Jax had come over to talk to Harlan and had been let in by Ruby, who was on her way out grocery shopping. He stood at the entry to the living room, having heard everything and was both furious and baffled that Brenda’s father was allowing Veronica, whom Jax now realized was obviously not Brenda’s biological mother, to take Brenda’s car to give to Alexa. Had he been right about Brenda being adopted, after all?
Jax watched in disgust and bewilderment as Harlan Barrett actually handed over the keys to Brenda’s car to his soon-to-be ex, as if he were a spineless coward; although the man did at least have the decency to look as if strangulation of his estranged wife was a very pleasing idea.
“Very wise move, dear,” Veronica said, clutching the keys. “After all, you wouldn’t want Brenda’s grandfather showing up on your doorstep, demanding you hand her over now, would you?” she purred.
“You got what you came for. Get the hell out!” Harlan said icily.

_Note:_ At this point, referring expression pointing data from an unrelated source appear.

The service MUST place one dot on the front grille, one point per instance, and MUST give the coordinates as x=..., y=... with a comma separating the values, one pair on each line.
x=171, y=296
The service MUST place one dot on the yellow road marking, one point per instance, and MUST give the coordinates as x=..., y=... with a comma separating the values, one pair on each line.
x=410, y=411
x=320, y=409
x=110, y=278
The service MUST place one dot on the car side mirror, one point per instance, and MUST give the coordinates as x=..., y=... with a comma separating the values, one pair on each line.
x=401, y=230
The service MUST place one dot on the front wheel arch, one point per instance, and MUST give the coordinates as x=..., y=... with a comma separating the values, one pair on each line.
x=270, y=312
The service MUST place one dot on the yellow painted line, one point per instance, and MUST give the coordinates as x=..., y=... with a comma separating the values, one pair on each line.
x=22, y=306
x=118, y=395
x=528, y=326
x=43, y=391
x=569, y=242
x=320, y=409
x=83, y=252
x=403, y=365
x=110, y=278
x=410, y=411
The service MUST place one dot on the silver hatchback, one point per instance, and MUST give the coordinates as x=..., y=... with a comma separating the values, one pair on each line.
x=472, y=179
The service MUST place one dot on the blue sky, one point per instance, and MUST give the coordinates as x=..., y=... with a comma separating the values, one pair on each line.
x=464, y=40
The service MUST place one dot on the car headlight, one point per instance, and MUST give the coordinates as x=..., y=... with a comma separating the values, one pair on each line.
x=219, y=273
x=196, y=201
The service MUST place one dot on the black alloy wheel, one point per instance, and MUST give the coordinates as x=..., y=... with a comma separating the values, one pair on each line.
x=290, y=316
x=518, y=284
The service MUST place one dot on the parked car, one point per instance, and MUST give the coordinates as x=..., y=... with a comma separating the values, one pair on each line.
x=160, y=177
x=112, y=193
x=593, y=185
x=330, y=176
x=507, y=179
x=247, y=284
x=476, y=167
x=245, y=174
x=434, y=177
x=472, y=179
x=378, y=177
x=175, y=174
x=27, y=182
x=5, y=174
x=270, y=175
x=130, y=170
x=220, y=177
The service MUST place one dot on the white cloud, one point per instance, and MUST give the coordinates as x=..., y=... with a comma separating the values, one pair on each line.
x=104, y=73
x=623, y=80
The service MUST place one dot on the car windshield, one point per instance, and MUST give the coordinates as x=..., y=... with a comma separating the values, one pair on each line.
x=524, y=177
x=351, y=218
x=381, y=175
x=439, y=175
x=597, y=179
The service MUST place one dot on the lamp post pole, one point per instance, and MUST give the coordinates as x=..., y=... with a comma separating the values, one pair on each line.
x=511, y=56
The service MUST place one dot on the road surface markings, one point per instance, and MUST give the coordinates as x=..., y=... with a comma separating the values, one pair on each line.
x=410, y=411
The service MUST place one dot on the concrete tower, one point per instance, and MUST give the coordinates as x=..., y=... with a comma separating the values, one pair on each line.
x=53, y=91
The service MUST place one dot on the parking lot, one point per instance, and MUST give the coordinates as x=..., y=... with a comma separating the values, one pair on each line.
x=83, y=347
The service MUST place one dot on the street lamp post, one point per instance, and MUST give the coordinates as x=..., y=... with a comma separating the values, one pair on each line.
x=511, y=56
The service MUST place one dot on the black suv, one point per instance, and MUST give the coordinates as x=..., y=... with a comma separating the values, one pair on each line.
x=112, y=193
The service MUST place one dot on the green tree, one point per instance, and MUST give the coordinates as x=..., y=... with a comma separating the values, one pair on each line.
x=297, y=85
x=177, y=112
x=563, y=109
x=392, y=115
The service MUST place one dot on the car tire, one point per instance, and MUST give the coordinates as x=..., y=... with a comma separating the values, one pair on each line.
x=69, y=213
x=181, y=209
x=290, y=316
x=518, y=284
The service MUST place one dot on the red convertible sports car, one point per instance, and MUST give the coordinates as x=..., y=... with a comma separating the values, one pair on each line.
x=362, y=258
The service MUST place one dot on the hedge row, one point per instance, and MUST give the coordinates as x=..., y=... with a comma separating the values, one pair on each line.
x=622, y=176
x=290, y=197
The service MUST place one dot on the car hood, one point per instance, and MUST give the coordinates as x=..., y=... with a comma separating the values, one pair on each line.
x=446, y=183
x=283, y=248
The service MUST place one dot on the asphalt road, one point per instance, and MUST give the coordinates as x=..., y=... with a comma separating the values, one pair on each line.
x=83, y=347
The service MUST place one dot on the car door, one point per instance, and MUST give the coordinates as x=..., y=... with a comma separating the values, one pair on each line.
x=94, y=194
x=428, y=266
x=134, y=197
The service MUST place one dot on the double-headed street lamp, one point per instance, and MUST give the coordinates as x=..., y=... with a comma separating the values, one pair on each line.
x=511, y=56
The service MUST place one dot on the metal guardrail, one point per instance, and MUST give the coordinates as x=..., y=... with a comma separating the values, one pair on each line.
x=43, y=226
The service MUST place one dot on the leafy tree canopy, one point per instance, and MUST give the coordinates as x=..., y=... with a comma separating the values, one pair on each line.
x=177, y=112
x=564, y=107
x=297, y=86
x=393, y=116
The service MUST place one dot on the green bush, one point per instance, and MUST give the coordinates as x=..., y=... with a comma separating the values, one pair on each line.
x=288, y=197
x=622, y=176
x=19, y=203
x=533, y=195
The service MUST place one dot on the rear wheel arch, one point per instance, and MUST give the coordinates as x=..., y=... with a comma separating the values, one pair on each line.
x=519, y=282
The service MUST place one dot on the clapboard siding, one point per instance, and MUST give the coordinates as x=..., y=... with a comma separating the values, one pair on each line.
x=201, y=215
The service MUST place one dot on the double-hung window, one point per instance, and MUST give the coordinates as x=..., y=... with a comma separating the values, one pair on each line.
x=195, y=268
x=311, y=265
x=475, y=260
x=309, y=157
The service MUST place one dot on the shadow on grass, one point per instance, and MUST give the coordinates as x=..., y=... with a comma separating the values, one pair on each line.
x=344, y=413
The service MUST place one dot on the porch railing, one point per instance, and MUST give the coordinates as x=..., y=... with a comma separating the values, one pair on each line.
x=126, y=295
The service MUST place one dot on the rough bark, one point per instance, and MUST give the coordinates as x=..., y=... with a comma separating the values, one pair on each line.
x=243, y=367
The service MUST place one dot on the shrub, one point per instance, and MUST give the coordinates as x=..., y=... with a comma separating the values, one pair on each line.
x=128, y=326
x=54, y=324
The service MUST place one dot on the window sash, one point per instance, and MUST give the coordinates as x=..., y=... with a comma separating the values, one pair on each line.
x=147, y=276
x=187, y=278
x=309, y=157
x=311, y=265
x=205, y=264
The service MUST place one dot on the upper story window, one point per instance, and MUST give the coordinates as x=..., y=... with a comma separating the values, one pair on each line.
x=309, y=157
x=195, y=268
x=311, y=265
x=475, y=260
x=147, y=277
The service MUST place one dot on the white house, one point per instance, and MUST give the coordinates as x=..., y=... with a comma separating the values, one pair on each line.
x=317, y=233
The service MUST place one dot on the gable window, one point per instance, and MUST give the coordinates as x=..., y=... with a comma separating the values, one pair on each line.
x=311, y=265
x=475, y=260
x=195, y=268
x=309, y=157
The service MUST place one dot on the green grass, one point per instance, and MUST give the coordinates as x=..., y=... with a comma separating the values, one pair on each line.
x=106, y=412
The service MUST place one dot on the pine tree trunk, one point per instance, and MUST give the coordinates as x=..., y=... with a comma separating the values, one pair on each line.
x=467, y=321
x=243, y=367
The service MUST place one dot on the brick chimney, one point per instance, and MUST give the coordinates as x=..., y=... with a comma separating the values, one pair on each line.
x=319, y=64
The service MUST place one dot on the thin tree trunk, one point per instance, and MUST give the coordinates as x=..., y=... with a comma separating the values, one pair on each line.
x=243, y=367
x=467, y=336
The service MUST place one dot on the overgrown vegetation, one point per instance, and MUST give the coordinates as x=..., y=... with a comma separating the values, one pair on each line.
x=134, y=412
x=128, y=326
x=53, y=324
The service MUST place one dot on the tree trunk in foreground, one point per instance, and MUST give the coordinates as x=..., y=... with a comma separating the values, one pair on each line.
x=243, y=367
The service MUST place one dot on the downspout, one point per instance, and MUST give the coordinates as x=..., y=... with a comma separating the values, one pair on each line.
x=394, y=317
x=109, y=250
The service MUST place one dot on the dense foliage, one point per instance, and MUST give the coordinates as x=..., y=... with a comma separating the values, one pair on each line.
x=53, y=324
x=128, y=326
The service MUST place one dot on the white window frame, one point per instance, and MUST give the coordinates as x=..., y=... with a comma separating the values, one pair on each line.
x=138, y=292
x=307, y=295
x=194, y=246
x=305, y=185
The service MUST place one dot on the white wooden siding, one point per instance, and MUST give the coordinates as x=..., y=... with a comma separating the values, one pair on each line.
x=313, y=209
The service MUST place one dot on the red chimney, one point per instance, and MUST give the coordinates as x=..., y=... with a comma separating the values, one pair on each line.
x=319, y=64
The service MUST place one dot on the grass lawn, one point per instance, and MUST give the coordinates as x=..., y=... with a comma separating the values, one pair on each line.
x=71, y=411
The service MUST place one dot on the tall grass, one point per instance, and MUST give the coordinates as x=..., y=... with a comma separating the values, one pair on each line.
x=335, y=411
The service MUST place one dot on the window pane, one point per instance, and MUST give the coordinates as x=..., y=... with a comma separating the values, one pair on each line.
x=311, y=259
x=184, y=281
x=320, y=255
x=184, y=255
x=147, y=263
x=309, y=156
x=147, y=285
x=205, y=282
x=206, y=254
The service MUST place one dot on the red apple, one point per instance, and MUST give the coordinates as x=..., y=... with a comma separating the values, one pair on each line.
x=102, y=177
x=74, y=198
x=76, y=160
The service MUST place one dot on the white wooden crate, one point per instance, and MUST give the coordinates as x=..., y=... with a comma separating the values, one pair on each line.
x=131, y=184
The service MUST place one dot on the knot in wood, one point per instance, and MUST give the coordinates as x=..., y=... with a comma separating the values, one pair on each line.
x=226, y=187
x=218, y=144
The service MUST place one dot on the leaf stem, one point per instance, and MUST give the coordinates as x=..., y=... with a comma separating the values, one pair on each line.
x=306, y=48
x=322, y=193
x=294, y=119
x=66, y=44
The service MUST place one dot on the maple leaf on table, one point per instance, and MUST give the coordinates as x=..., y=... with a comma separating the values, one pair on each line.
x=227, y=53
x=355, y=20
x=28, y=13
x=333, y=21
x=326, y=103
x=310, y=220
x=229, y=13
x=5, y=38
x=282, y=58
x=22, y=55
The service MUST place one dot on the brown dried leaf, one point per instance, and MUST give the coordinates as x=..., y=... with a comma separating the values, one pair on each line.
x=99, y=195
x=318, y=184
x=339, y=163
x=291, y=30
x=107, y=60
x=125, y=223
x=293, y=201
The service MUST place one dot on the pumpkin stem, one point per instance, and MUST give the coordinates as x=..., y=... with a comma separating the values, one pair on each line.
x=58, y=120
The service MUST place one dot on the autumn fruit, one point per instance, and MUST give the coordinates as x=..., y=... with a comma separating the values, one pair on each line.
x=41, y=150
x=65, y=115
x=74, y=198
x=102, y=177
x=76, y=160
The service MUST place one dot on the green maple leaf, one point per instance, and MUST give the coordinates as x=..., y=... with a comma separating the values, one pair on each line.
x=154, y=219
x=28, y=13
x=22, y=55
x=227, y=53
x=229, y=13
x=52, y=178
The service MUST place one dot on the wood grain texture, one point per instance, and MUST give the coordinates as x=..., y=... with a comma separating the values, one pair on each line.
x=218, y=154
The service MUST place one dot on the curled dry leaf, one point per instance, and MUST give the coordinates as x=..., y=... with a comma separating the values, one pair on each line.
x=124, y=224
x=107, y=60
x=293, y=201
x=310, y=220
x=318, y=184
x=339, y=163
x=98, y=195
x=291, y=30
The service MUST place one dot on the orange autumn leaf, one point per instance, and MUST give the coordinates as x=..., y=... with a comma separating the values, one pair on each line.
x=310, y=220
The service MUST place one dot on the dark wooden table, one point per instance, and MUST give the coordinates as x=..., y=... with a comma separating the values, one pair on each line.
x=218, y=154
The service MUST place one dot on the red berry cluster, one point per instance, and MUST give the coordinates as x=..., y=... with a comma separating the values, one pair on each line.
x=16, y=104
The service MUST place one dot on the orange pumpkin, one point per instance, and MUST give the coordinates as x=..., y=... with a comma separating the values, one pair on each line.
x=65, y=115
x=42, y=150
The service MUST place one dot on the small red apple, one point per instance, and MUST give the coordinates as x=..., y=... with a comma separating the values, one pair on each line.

“Oh come on, darling. Chin up. As long as you play by my rules, your little secret is safe with me. I swear it. After all, if I let the cat out of the bag, what would I have to hold over your head?” She smiled. “So keep your pants on, Harlan. No one will ever have to find out that that sinfully rich, uncouth, loudmouth egomaniac, Will Warner, is Brenda’s very own grandfather.”
The silence ringing in Jax’s head was deafening. Cavernous. As if he were encased in a glass tomb and could not breathe. The shock jolted the breath back into him. The disbelief came next. Then a sickening wave of nausea.
Brenda. His Brenda. She was one of them.